Stenner destacou também que, ao contrário do que se pode pensar, não é apenas a população com pior situação socioeconômica que mora em áreas de risco. “Essa não é uma característica exclusiva. Não é só população em dificuldade econômica que mora em área de risco”, ressaltou ao lembrar que na tragédia da região serrana em 2011 muitos condomínios de moradores de situação econômica mais elevada também foram afetados.

No entanto, o pesquisador acrescentou que no geral o processo de urbanização nas cidades brasileiras ocorreu de forma em que as classes mais favorecidas ocuparam as melhores áreas, enquanto restou para as de pior situação econômica um sítio urbano menos favorável, em encostas e em vales de rios. “Isso que gerou esses números de milhares de pessoas em áreas de risco”, completou.

Pelas características de água, esgoto e coleta de lixo, os pesquisadores puderam fazer a distinção dos tipos de moradias.
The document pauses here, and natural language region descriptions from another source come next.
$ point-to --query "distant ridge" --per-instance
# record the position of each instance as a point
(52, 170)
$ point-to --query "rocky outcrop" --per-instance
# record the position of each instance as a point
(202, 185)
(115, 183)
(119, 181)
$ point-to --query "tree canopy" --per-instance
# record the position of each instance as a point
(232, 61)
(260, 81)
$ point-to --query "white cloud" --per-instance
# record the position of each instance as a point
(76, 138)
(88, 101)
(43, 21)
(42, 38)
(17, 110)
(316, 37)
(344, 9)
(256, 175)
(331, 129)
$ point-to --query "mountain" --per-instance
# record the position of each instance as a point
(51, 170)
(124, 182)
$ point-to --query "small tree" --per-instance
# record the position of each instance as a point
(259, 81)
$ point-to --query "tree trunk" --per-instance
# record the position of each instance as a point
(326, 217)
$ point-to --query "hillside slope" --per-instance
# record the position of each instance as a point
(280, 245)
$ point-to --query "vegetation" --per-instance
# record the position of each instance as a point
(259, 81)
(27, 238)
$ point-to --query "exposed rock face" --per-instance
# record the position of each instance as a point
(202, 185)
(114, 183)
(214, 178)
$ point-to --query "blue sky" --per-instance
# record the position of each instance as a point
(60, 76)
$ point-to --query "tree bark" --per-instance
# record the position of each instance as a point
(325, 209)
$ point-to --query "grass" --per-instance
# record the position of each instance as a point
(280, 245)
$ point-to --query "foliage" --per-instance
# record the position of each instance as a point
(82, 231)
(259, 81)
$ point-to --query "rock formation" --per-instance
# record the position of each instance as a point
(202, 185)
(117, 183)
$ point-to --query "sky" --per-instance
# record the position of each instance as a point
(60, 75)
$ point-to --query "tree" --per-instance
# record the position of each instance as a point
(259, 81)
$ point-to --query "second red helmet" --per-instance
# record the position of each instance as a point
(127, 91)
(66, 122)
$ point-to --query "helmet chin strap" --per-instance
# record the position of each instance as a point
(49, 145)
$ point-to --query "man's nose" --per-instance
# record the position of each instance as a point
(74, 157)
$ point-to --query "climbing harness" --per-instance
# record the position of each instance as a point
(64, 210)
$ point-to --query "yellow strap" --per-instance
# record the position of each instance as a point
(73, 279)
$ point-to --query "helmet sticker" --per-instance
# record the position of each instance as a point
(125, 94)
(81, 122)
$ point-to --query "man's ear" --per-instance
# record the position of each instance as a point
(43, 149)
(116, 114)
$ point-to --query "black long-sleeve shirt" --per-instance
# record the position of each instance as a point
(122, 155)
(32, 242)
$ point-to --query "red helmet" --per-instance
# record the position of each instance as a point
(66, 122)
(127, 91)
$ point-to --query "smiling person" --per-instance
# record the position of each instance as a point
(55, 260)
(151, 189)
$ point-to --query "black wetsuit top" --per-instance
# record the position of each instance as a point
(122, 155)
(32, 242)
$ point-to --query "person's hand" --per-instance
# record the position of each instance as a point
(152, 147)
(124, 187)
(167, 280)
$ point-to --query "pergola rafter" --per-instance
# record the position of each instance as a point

De acordo com Stenner, novamente a Região Norte aparece em situação menos favorecida nos três requisitos, mas a falta de acesso à rede geral de esgoto ou fossa séptica, considerados formas adequadas de esgotamento, é o fato mais preocupante. A Região Norte chega a 70,7% da população sem esse tipo de serviço. Nos estados do Amapá e do Pará esse percentual chega a 83,7% e 75,5% respectivamente. “O esgotamento sanitário se revela como grande problema nas áreas de risco. É a carência de um destino adequado”, acrescentou Stenner.